Семьи Леонарда и Морта были схожи не только социальным положением. Оба они росли без отца (отец Леонарда рано умер, отец Морта часто отсутствовал), и у обоих матери не вписывались в стандарты уэстмаунтской еврейской общины 40-х годов. Мать Морта родилась в семье рабочих и считала себя современной женщиной. Мать Леонарда иммигрировала из России и была значительно моложе своего покойного мужа. Машиного акцента и бурного темперамента было, может быть, и недостаточно, чтобы обособить её от других женщин этого маленького сообщества, но ведь вдобавок она была привлекательной, всегда вызывающе нарядной молодой вдовой. Впрочем, по-настоящему близкими друзьями Леонард и Морт стали четыре года спустя, когда стали ходить в одну школу.
Средняя школа Уэстмаунт-Хай выглядела так, словно однажды сбежала в Канаду из Кембриджа ночным рейсом, устав веками формировать умы вышколенных английских мальчиков. Это было окружённое роскошными лужайками массивное здание из серого камня, украшенное гербом с девизом на латыни: Dux Vitae Ratio (Разум – предводитель жизни). На самом деле заведение было сравнительно новое: эту протестантскую школу основали в 1873 году, и сначала она занимала гораздо более скромное здание; впрочем, это всё равно была одна из старейших английских школ Квебека. Когда Леонард посещал её, евреи составляли между четвертью и третью всех учеников. В Уэстмаунт-Хай царил дух то ли терпимости, то ли безразличия: евреи и протестанты общались между собой и ходили друг к другу на вечеринки. «На еврейские праздники мы отдыхали, а на христианские веселились, – говорит Рона Фельдман, одноклассница Леонарда. – Многие из нас пели в хоре и играли в рождественских спектаклях». Няня Леонарда, водившая его в школу каждое утро (и неважно, что, как отмечает Морт Розенгартен, «им надо было пройти всего один квартал; в семье у Леонарда было принято делать всё как полагается»), была католичкой и раньше брала его с собой в церковь. «Я люблю Иисуса, – говорил Леонард. – Всегда любил, даже ребёнком». И прибавлял: «Я держал это при себе; я не хотел встать в шуле и заявить: Я люблю Иисуса» [6].
В тринадцать лет Леонард достиг возраста бар-мицва – совершеннолетия согласно традиции иудаизма. На глазах у целого батальона Коэнов, дядьёв и кузенов, он взобрался на подставку для ног (иначе ему не было видно страниц) и впервые в жизни читал Тору в синагоге, которую основали и возглавляли его предки.
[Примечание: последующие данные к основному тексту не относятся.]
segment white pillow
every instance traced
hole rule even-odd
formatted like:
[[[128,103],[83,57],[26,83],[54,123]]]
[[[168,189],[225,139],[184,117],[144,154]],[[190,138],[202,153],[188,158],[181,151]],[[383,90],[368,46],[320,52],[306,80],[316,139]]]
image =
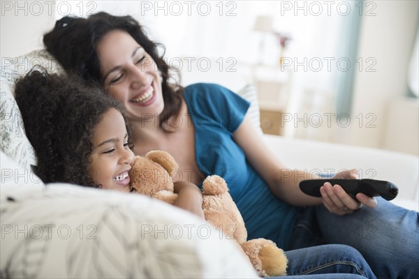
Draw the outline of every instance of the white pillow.
[[[250,107],[247,111],[247,114],[250,116],[251,121],[256,128],[258,128],[258,130],[262,133],[262,129],[260,128],[259,103],[258,101],[256,88],[253,84],[249,84],[242,89],[239,90],[237,93],[250,103]]]
[[[0,71],[0,149],[23,167],[30,169],[36,165],[34,148],[24,133],[19,107],[15,100],[17,80],[34,66],[41,66],[50,73],[62,73],[55,59],[45,50],[37,50],[15,58],[1,58]]]
[[[2,174],[24,171],[1,160]],[[15,176],[2,182],[1,278],[258,278],[235,241],[156,199]]]

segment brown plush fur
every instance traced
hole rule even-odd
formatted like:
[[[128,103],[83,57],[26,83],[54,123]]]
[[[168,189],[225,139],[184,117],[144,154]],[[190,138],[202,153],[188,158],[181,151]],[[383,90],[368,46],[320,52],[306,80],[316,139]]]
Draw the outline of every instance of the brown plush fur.
[[[172,175],[177,169],[176,161],[166,151],[136,156],[130,172],[132,190],[173,204],[177,194],[173,193]],[[226,238],[235,239],[259,276],[286,275],[288,259],[274,242],[265,239],[247,241],[244,221],[223,178],[207,176],[203,183],[203,197],[205,220],[221,229]]]

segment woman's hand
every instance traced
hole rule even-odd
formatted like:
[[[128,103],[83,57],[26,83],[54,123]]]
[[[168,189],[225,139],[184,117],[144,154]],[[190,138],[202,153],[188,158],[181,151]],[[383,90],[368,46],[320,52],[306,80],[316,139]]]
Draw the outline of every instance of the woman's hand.
[[[203,193],[195,184],[186,181],[177,181],[175,193],[178,195],[175,206],[198,215],[205,219],[203,211]]]
[[[357,169],[351,169],[338,172],[333,179],[358,179],[356,174]],[[332,186],[329,182],[325,183],[321,187],[320,193],[322,196],[323,205],[330,212],[337,215],[350,214],[354,211],[362,207],[365,204],[369,208],[374,208],[377,206],[377,201],[374,197],[368,197],[362,193],[358,193],[356,199],[353,199],[345,190],[338,184]]]

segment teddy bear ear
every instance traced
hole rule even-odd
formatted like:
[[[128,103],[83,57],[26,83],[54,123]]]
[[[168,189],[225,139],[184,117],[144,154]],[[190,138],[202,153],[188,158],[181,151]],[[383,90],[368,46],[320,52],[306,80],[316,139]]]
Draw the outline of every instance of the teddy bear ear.
[[[170,176],[175,169],[179,169],[179,165],[175,160],[175,158],[166,151],[154,150],[145,154],[145,157],[161,165]]]

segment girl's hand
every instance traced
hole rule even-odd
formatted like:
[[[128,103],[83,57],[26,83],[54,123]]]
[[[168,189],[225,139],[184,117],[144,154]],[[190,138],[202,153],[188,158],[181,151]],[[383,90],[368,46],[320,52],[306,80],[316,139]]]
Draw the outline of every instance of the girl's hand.
[[[356,172],[357,169],[355,169],[339,172],[333,176],[333,179],[358,179]],[[338,184],[332,186],[329,182],[326,182],[324,186],[321,187],[320,193],[325,207],[330,212],[337,215],[351,214],[354,211],[362,207],[363,204],[372,209],[377,206],[377,201],[374,197],[370,197],[360,193],[356,195],[358,200],[355,200]]]
[[[203,193],[195,184],[186,181],[177,181],[175,193],[178,195],[175,206],[191,212],[205,219],[203,211]]]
Раввин Шукат, готовивший Леонарда к бар-мицве, вспоминает: «Там присутствовали многочисленные родственники, но Леонарду было тяжело, так как среди них не было отца», который должен был произнести традиционное благословение[4]. Впрочем, из-за войны каждый утратил кого-то или что-то. «Было нормирование, некоторые товары продавали по карточкам, например, мясо, – вспоминает Рона Фельдман, – в школе продавали сберегательные марки, а некоторые классы соревновались друг с другом – кто купит больше сберегательных марок в неделю. С нами училась одна девочка, переехавшая к нам по программе эвакуации детей, и у всех были знакомые, чьи родственники воевали за границей – в пехоте или в ВВС». Когда война закончилась, появились кошмарные фотографии узников концлагерей. По словам Морта Розенгартена, война «была чем-то очень важным для нас» (то есть для него и Леонарда). «Она сильно повлияла на наше мироощущение».
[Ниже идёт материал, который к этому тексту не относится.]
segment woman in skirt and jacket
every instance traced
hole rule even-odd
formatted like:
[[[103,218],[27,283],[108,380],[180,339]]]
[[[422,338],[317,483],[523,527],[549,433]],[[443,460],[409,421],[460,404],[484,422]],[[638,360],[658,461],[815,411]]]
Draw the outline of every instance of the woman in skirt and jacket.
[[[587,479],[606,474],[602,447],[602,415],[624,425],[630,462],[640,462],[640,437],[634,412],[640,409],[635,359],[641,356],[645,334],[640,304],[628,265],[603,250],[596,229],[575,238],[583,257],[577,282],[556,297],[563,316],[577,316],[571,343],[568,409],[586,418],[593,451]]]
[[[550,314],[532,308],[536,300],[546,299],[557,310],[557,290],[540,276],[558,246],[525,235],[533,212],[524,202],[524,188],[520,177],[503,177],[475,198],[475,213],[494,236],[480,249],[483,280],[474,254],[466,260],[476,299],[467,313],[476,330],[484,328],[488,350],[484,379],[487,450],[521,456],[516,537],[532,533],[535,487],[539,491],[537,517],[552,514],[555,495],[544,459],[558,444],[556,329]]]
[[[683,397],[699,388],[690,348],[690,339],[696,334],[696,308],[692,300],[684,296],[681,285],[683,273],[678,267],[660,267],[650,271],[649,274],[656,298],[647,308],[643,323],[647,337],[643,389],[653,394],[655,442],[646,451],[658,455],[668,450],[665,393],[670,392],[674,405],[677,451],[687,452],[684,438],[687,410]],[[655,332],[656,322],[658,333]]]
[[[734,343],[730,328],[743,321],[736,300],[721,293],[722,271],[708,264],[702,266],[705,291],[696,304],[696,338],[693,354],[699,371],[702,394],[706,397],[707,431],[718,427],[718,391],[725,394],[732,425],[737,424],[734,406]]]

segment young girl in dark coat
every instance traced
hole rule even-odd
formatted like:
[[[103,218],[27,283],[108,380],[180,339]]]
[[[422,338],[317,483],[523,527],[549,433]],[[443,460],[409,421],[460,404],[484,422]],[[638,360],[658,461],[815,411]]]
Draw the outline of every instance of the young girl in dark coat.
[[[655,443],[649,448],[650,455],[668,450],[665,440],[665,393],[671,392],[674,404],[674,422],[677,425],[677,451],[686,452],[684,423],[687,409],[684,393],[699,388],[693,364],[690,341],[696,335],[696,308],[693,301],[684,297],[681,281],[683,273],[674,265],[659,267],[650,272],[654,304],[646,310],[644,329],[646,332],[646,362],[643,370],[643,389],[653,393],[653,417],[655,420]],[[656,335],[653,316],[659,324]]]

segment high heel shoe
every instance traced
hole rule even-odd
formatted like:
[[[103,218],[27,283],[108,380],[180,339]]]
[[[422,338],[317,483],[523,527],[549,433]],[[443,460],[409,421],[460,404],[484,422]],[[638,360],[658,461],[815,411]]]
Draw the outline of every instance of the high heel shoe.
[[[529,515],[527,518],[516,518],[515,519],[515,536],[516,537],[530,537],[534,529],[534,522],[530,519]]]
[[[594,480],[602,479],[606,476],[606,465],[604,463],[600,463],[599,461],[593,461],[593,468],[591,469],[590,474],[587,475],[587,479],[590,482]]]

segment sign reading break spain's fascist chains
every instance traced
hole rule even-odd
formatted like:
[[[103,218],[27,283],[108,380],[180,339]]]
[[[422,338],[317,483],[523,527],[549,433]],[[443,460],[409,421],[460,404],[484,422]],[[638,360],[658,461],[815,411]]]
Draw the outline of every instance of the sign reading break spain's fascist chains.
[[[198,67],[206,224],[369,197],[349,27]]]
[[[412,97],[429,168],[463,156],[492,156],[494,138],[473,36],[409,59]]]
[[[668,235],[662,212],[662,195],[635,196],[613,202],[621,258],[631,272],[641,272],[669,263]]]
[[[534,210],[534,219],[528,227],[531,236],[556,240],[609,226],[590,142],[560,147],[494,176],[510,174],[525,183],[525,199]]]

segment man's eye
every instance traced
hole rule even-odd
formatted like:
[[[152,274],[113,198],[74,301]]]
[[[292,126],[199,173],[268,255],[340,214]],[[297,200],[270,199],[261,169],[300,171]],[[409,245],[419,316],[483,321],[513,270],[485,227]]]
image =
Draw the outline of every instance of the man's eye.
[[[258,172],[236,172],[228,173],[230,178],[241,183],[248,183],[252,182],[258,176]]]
Лето 1948 года – между окончанием школы Розлин и началом учёбы в Уэстмаунт-Хай – снова прошло за городом. На этот раз Леонарда отправили в лагерь Ваби-Кон, и оттуда в его личном архиве сохранились некоторые памятные вещи, в том числе сертификат, вручённый ему за пройденный курс плавания и правил безопасности в воде, и некий документ, написанный аккуратным детским почерком и подписанный самим Леонардом и шестью его товарищами. Мальчики заключили пакт: «Мы должны не драться и стараться лучше ладить друг с другом. Мы должны больше ценить то, что имеем. Мы должны быть благороднее, лучше переносить неудачи и не терять бодрости духа. Мы не должны помыкать друг другом. Мы не должны использовать грязные выражения» [7]. Ребята даже составили список наказаний за нарушение договора – например, пропустить ужин или лечь спать на полчаса раньше.
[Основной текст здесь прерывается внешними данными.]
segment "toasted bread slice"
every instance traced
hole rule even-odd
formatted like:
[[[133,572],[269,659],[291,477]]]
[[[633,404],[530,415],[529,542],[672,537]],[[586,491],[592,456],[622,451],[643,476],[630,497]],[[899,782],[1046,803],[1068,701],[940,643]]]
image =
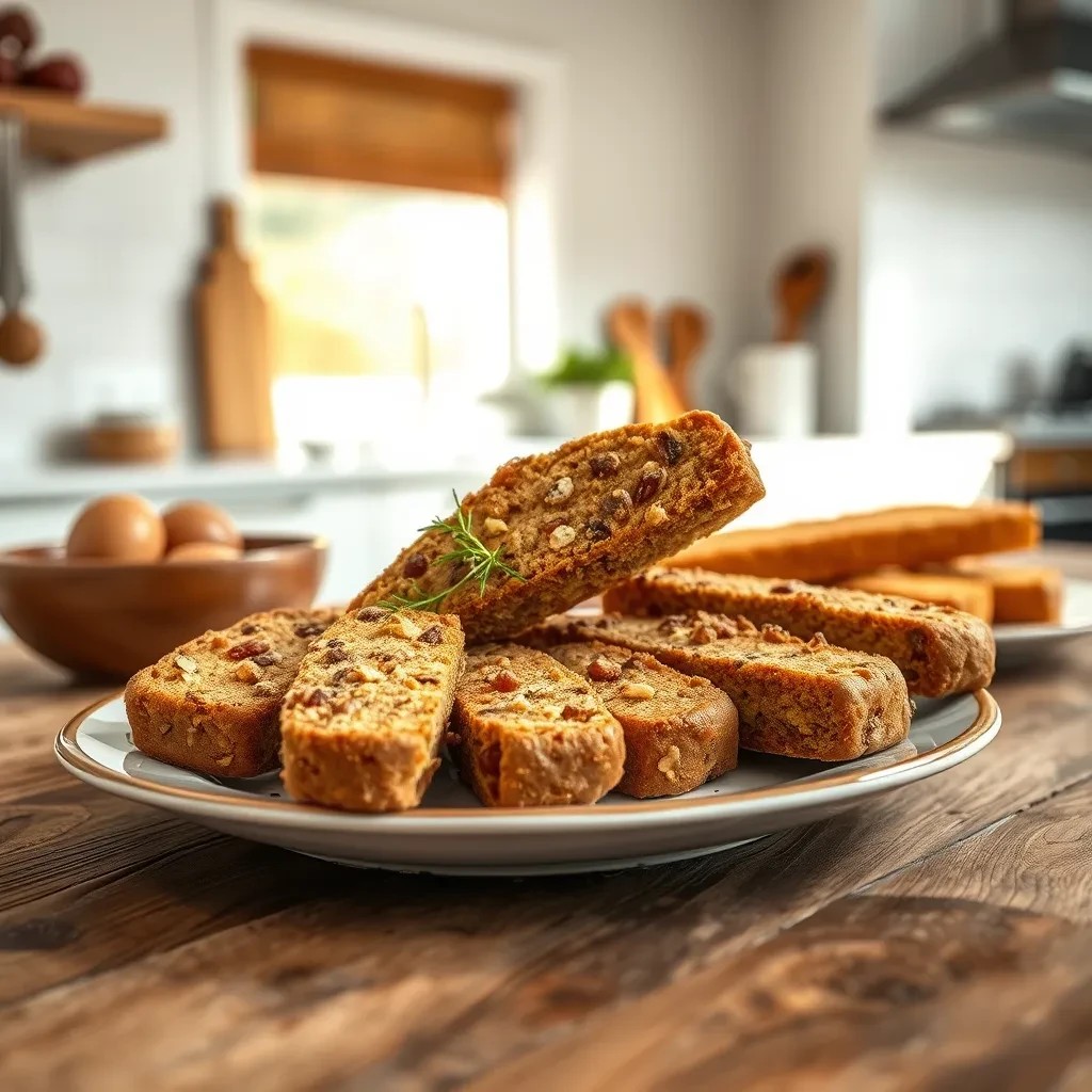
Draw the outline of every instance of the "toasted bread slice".
[[[886,565],[916,569],[962,554],[1028,549],[1040,536],[1038,513],[1028,505],[890,508],[838,520],[729,531],[696,543],[668,563],[834,583]]]
[[[1060,570],[1038,565],[1008,565],[992,558],[959,558],[953,577],[983,580],[994,595],[995,622],[1059,622],[1065,596]]]
[[[621,726],[586,679],[534,649],[470,652],[451,727],[459,769],[490,807],[594,804],[622,775]]]
[[[521,640],[541,646],[605,641],[648,652],[719,686],[739,712],[739,746],[839,762],[906,738],[912,707],[890,660],[804,642],[775,626],[704,610],[667,618],[563,616]]]
[[[894,595],[700,569],[651,569],[612,589],[604,604],[632,615],[701,609],[741,615],[803,639],[822,633],[841,648],[893,660],[911,692],[929,698],[977,690],[994,675],[994,634],[981,618]]]
[[[548,650],[582,675],[626,738],[627,796],[678,796],[734,770],[739,716],[732,699],[708,679],[660,663],[644,652],[587,641]]]
[[[281,711],[282,778],[296,799],[347,811],[420,803],[463,666],[452,615],[340,618],[304,657]]]
[[[269,610],[168,652],[126,687],[133,744],[219,778],[275,769],[281,702],[304,653],[335,618],[328,609]]]
[[[688,413],[631,425],[501,466],[460,511],[517,577],[484,589],[446,560],[443,530],[427,530],[353,607],[443,595],[468,641],[508,637],[723,526],[764,490],[747,446],[719,417]],[[451,521],[449,521],[451,522]],[[447,594],[444,594],[447,593]]]
[[[875,595],[893,595],[900,598],[931,603],[973,614],[989,622],[994,620],[994,589],[988,580],[947,572],[907,572],[905,569],[878,569],[846,577],[839,581],[842,587],[855,587]]]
В этой мальчишеской серьёзности и идеализме есть невинность в духе детских книг Энид Блайтон. Но в своей спальне в доме на Бельмонт-авеню Леонард думал о девушках: вырезал фотографии моделей из маминых журналов и смотрел в окно на то, как в Мюррей-Хилл-парке ветер вздувает юбки у женщин или восхитительно облепляет ими их бёдра. Он внимательно изучал напечатанную на последних страницах комиксов рекламу упражнений по методу Чарльза Атласа[5], обещавшую слабым мальчикам вроде него обрести мускулы, которые помогут им завоевать женские сердца. Для своих лет Леонард был небольшого роста. Он научился сворачивать бумажные салфетки и подкладывать их в ботинки, чтобы казаться выше. Его беспокоило, что он ниже своих товарищей, а некоторые одноклассницы были выше его на целую голову, но он начал понимать, что девушек можно привлекать «историями и разговорами». В «Любимой игре» его альтер эго «начал думать о себе как о Маленьком Заговорщике, Хитроумном Карлике» [8]. По воспоминаниям Роны Фельдман, Леонард на самом деле был «невероятно популярен» у одноклассниц, хотя из-за его небольшого роста «большинство девушек считало его скорее очаровательным, чем по-мужски привлекательным. Я помню только, что он был очень приятен в общении. У него была та же улыбка, что и сейчас, как бы полуулыбка, немного застенчивая, и когда он улыбался, это было так искренне – было одно удовольствие видеть, как он улыбается. Думаю, его все любили».
* * *
С тех пор как Леонарду исполнилось тринадцать, он полюбил два-три раза в неделю совершать ночные прогулки по городу – в полном одиночестве, выбирая улицы, где кипела ночная жизнь. Пока не открылся морской путь Святого Лаврентия, позволивший кораблям из Атлантического океана доходить до самого Верхнего озера, Монреаль был важным портом: в него прибывали океанские грузовые суда, а привезённые ими товары затем отправлялись вглубь материка – речными судами до Великих озёр или поездом на запад. Ночной Монреаль был городом матросов, грузчиков и пассажиров круизных лайнеров, и перед ними приветливо открывали свои двери бесчисленные бары, вопреки закону работавшие и после трёх часов ночи. В газетах каждый день можно было увидеть анонсы концертов на Сент-Кэтрин-стрит, которые начинались в четыре часа утра и заканчивались перед самым восходом солнца. Там были джазовые клубы, блюзовые клубы, кинотеатры, бары, где играли исключительно квебекский кантри-энд-вестерн, и кафе с музыкальными автоматами – их репертуар Леонард вскоре выучил наизусть.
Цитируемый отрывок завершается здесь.